Closed ipe-zhangyz closed 3 years ago

ipe-zhangyz commented 3 years ago

Hello, I'm using ROCm 3.9.1. I find that if the host memory is pinned memory, i.e. allocated using hipHostMalloc, when tracing the code using rocprof --hip-trace, all the hipMemcpyHostToDevice and hipMemcpyDeviceToHost operations will be reported as CopyDeviceToDevice. If the host memory is unpinned, the H2D and D2H memcpy operations can be reported correctly.
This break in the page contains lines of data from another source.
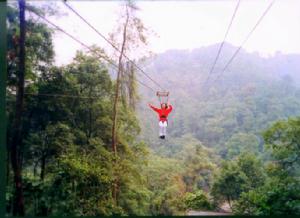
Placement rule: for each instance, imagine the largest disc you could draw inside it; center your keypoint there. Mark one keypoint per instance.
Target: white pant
(163, 128)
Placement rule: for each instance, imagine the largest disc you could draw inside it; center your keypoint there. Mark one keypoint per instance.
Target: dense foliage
(224, 145)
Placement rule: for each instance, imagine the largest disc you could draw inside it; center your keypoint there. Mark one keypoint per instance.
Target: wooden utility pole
(115, 106)
(16, 145)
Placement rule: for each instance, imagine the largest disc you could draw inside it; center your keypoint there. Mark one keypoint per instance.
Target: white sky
(186, 25)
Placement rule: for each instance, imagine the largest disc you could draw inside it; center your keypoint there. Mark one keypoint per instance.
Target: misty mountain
(251, 94)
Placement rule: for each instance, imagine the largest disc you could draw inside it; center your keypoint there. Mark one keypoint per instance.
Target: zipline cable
(86, 46)
(112, 44)
(245, 40)
(222, 44)
(61, 95)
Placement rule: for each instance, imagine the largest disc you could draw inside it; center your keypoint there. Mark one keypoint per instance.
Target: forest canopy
(88, 143)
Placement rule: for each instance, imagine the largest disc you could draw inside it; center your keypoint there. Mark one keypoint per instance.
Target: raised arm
(170, 108)
(153, 108)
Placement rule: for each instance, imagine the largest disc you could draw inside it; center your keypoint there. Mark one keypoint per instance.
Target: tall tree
(18, 205)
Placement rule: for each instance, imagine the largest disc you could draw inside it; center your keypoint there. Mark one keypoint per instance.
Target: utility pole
(115, 106)
(16, 146)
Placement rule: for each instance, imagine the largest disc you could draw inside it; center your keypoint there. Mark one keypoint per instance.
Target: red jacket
(162, 113)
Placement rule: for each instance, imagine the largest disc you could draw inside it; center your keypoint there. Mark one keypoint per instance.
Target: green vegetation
(236, 142)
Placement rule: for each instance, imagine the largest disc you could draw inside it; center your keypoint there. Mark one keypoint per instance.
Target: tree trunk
(43, 166)
(115, 105)
(16, 145)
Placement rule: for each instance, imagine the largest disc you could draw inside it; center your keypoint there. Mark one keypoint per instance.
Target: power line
(114, 46)
(222, 44)
(246, 39)
(62, 95)
(86, 46)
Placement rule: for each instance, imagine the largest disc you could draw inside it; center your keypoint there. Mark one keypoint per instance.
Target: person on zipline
(163, 118)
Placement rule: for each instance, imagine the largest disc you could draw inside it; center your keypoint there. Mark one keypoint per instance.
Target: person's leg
(160, 129)
(165, 128)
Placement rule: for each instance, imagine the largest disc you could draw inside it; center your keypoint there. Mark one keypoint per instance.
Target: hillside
(253, 92)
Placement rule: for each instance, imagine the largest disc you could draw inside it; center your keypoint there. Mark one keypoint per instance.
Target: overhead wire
(86, 46)
(222, 44)
(245, 40)
(111, 43)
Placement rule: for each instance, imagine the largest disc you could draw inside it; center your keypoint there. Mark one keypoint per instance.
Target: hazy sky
(187, 24)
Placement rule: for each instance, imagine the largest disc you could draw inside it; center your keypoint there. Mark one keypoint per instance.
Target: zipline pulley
(163, 97)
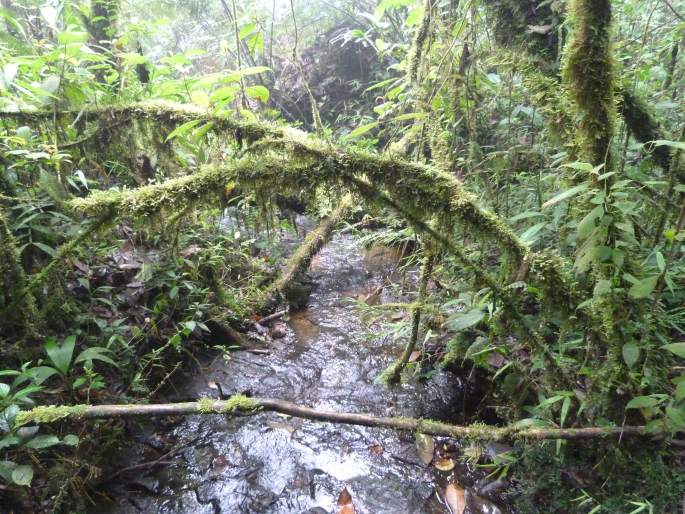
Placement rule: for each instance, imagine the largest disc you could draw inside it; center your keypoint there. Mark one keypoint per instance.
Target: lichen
(50, 414)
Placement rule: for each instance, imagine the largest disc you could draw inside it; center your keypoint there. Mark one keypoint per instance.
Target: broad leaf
(61, 355)
(569, 193)
(462, 320)
(677, 348)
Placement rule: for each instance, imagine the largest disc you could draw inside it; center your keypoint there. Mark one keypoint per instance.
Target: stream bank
(275, 464)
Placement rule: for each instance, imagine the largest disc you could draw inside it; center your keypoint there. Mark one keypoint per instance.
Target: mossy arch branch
(277, 157)
(246, 406)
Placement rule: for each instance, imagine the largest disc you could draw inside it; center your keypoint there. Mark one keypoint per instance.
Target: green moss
(50, 413)
(239, 402)
(236, 403)
(589, 74)
(643, 126)
(17, 305)
(206, 405)
(513, 20)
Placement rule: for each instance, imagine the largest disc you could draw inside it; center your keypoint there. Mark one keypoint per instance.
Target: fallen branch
(302, 258)
(242, 405)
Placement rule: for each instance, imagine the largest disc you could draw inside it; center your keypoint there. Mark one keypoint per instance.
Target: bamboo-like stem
(244, 406)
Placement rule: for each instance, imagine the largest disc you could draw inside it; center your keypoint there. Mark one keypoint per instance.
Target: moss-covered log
(212, 181)
(292, 159)
(643, 125)
(589, 73)
(242, 405)
(285, 286)
(164, 113)
(17, 306)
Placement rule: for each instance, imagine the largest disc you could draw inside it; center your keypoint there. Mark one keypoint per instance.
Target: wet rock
(442, 397)
(279, 330)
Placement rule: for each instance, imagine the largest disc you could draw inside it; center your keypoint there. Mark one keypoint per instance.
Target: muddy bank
(325, 358)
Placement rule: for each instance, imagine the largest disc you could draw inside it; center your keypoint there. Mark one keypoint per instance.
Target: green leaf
(462, 320)
(529, 235)
(677, 348)
(642, 402)
(631, 353)
(43, 441)
(70, 440)
(602, 287)
(565, 406)
(680, 391)
(665, 142)
(362, 129)
(97, 353)
(259, 92)
(6, 468)
(47, 249)
(246, 30)
(183, 129)
(569, 193)
(588, 223)
(61, 355)
(22, 475)
(644, 287)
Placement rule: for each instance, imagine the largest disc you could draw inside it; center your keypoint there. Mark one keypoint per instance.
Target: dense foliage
(525, 155)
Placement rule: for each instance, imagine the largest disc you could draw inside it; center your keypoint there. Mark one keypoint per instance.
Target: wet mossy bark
(589, 74)
(17, 307)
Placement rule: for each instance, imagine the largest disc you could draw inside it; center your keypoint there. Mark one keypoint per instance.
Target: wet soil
(268, 463)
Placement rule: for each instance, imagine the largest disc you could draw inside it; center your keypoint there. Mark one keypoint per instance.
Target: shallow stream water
(270, 463)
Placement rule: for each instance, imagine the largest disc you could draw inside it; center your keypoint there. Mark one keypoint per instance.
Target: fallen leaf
(425, 447)
(455, 499)
(345, 505)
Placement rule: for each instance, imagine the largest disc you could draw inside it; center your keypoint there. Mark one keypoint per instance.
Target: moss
(589, 74)
(417, 47)
(643, 126)
(50, 413)
(236, 403)
(239, 402)
(17, 305)
(206, 406)
(513, 20)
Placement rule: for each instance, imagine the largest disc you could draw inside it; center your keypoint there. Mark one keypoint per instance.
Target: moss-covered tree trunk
(17, 307)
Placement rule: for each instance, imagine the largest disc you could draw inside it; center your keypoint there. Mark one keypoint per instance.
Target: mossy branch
(302, 257)
(242, 405)
(17, 305)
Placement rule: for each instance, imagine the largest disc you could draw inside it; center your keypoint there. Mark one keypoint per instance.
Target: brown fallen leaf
(376, 448)
(345, 505)
(455, 499)
(424, 447)
(415, 355)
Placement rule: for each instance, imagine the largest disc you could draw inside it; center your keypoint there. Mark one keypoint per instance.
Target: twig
(241, 405)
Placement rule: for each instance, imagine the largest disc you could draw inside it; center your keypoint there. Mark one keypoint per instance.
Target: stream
(269, 463)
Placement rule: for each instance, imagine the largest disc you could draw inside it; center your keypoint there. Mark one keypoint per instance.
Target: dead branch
(241, 405)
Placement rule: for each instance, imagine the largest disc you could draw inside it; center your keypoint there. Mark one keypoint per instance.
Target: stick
(302, 258)
(242, 405)
(271, 317)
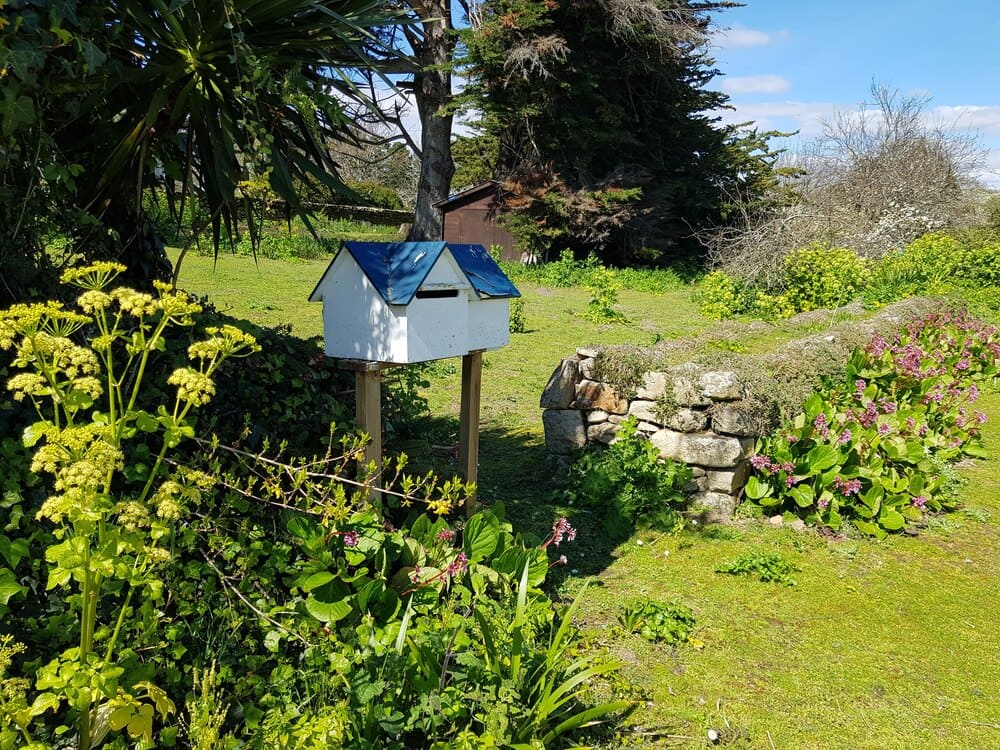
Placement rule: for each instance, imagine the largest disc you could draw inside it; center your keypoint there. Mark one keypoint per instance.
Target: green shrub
(517, 322)
(991, 209)
(604, 296)
(629, 483)
(720, 296)
(823, 277)
(375, 194)
(865, 451)
(274, 586)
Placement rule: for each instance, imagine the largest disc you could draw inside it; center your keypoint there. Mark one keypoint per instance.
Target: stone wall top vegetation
(706, 412)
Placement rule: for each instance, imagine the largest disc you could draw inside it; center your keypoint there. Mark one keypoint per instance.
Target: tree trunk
(432, 91)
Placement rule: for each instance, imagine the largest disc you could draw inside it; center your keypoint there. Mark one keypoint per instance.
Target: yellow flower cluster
(136, 304)
(192, 386)
(93, 276)
(132, 515)
(227, 341)
(167, 500)
(93, 301)
(61, 353)
(82, 473)
(177, 306)
(27, 384)
(89, 385)
(29, 320)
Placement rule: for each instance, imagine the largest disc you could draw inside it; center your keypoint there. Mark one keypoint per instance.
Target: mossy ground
(879, 645)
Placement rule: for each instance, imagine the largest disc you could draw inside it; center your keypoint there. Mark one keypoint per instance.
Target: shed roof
(468, 195)
(397, 269)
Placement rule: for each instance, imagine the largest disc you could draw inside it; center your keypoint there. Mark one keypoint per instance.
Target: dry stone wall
(692, 414)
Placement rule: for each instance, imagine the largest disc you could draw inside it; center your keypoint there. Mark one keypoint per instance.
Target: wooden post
(368, 407)
(472, 379)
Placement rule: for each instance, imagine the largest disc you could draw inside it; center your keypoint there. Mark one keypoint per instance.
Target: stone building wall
(692, 414)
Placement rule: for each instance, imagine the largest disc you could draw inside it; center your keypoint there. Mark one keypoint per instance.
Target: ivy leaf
(9, 586)
(17, 112)
(13, 551)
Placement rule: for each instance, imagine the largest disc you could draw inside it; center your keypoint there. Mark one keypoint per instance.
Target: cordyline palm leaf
(213, 92)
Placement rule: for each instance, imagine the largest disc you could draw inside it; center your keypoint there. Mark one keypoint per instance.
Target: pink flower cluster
(560, 530)
(847, 486)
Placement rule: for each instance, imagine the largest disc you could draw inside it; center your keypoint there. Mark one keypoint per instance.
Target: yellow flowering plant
(83, 371)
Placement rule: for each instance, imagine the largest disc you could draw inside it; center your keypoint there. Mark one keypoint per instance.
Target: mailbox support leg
(368, 405)
(472, 378)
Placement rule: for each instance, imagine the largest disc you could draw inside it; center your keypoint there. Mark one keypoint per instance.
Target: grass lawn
(879, 645)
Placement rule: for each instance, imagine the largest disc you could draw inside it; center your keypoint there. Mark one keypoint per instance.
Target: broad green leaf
(869, 528)
(892, 520)
(327, 611)
(803, 495)
(480, 537)
(757, 489)
(315, 580)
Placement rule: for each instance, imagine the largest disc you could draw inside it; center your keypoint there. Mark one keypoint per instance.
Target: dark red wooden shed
(470, 219)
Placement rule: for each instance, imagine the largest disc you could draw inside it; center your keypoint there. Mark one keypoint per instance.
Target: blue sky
(790, 63)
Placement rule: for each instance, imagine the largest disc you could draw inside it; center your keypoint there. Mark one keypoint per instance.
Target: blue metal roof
(482, 271)
(397, 269)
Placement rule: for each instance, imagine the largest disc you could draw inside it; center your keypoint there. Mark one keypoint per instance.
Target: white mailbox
(403, 302)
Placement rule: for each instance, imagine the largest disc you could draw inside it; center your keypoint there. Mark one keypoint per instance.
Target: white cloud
(984, 119)
(762, 84)
(740, 36)
(806, 117)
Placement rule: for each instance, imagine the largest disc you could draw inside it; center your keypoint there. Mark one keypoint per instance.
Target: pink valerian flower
(878, 346)
(560, 530)
(847, 486)
(457, 566)
(821, 425)
(561, 560)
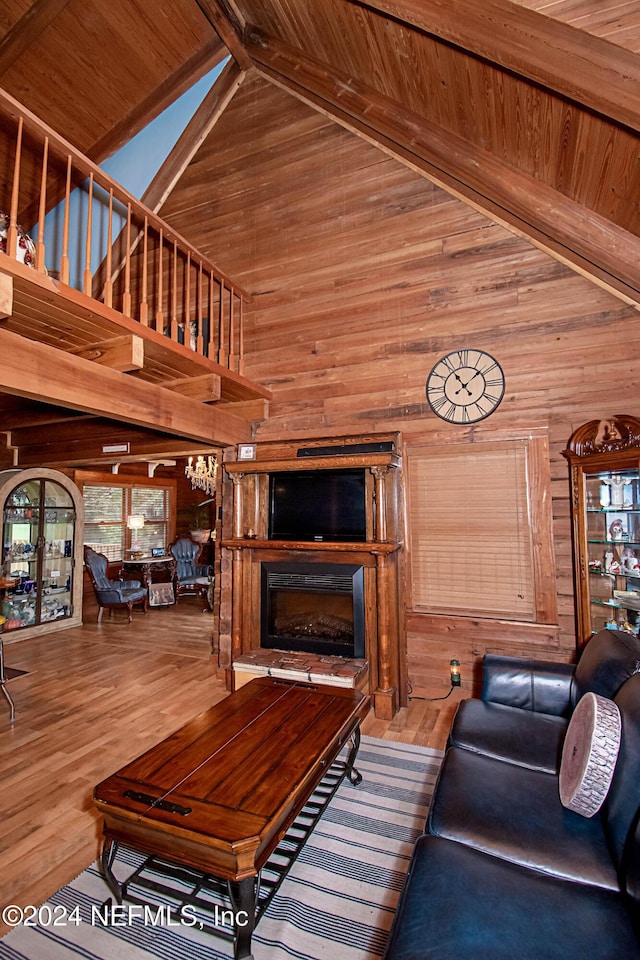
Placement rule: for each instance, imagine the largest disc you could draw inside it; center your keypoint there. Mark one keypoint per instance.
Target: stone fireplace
(313, 607)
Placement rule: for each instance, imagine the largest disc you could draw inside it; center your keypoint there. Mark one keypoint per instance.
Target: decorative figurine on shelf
(616, 484)
(616, 530)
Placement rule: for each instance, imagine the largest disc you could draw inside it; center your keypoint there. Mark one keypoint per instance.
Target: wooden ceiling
(527, 109)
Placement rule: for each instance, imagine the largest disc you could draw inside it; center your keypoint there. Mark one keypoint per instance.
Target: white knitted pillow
(589, 754)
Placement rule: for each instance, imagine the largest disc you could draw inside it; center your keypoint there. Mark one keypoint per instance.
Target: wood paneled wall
(363, 274)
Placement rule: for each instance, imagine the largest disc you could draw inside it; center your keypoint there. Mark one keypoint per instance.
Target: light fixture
(203, 473)
(454, 666)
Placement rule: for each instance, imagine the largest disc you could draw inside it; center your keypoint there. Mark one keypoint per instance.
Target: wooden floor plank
(94, 698)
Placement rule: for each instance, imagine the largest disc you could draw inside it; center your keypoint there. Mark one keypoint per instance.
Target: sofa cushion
(607, 661)
(508, 733)
(621, 809)
(515, 813)
(589, 754)
(459, 904)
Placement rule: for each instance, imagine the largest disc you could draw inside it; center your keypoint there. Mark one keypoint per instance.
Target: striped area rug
(338, 899)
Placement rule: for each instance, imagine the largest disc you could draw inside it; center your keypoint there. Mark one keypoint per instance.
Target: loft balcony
(106, 311)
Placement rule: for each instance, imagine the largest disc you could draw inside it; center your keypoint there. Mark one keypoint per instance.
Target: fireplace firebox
(313, 608)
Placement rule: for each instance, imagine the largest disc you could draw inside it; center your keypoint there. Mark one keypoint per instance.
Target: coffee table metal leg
(354, 776)
(109, 851)
(244, 895)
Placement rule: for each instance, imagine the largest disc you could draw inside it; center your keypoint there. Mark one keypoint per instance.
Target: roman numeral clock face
(465, 386)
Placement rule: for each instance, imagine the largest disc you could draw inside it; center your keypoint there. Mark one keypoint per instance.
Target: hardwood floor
(94, 698)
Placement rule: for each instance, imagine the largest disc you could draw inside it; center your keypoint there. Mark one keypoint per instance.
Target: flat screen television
(318, 505)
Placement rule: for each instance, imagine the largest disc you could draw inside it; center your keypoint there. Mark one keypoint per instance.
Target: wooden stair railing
(150, 273)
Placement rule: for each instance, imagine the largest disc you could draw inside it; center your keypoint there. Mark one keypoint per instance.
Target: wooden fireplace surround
(379, 555)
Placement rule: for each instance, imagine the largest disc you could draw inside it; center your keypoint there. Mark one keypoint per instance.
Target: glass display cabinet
(604, 458)
(41, 551)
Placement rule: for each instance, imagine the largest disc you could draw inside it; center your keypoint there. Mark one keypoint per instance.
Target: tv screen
(318, 505)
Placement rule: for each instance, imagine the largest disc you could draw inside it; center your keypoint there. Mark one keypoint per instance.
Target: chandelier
(203, 473)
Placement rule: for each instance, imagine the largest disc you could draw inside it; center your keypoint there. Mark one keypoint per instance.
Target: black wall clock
(465, 386)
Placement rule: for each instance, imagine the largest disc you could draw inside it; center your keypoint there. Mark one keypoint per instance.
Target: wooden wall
(363, 275)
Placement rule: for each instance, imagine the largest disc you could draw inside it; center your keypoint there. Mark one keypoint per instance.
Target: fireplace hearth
(313, 608)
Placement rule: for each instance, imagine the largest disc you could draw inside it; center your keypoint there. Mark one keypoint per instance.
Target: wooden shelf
(370, 546)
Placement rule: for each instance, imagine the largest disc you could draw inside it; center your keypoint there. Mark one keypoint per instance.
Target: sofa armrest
(539, 685)
(129, 585)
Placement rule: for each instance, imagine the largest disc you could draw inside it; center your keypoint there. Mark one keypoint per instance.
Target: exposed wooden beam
(206, 389)
(600, 75)
(173, 87)
(123, 353)
(18, 413)
(41, 372)
(27, 30)
(226, 22)
(6, 296)
(579, 237)
(193, 136)
(76, 453)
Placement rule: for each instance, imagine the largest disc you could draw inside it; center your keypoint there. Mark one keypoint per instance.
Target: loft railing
(82, 228)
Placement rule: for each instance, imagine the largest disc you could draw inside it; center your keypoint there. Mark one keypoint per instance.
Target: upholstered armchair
(187, 554)
(112, 593)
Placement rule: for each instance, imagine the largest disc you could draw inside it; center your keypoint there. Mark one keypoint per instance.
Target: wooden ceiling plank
(35, 371)
(27, 29)
(193, 136)
(587, 69)
(206, 388)
(229, 28)
(123, 353)
(187, 145)
(86, 453)
(599, 249)
(173, 87)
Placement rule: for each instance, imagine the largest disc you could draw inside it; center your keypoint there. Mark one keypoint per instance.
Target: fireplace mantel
(250, 547)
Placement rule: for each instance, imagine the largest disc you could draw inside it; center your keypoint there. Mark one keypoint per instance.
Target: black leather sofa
(504, 871)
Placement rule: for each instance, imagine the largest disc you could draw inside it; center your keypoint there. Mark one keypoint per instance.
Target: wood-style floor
(94, 698)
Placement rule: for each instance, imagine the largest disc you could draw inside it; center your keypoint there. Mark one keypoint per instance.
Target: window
(481, 530)
(107, 507)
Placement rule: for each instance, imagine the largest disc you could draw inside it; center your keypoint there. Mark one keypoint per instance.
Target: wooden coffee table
(219, 794)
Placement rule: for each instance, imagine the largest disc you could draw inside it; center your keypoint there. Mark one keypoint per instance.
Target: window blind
(471, 536)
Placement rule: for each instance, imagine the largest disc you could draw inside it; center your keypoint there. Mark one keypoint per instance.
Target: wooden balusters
(222, 354)
(144, 280)
(64, 259)
(159, 287)
(200, 294)
(108, 286)
(240, 366)
(174, 294)
(126, 296)
(211, 352)
(12, 231)
(88, 279)
(42, 209)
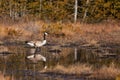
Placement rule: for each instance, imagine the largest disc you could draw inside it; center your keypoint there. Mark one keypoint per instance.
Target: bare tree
(76, 7)
(86, 10)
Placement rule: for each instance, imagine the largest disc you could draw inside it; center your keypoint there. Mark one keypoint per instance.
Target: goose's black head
(45, 33)
(26, 41)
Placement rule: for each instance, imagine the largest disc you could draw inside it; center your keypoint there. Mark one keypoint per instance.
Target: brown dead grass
(2, 77)
(73, 69)
(67, 32)
(105, 72)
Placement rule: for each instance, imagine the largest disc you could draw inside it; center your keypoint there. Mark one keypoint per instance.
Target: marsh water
(15, 66)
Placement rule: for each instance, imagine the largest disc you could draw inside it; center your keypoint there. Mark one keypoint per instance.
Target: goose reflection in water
(35, 57)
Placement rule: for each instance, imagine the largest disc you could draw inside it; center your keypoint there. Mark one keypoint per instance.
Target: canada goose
(37, 57)
(37, 43)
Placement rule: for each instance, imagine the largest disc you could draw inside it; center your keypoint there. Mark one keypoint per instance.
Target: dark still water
(14, 64)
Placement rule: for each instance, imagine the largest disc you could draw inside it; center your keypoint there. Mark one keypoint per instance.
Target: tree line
(61, 10)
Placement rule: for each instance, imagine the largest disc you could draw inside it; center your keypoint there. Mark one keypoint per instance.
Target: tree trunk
(76, 7)
(86, 10)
In addition, it seems that the memory copy operations are still treated in the HCC relative codes in the rocm-3.9.x version of roctracer, which makes me confused, as there should be no HCC runtime in ROCm 3.9. I find that there are many operations with the name "Unknown command type" when using the rocm-3.9.x version of roctracer, which do not appear when tracing the same code using the roc-3.3.x version. I don't know if it is caused by the using of streams and events, as there is no such unknown commands when tracing the super simple MatrixTranspose case in which there is no use of streams and events.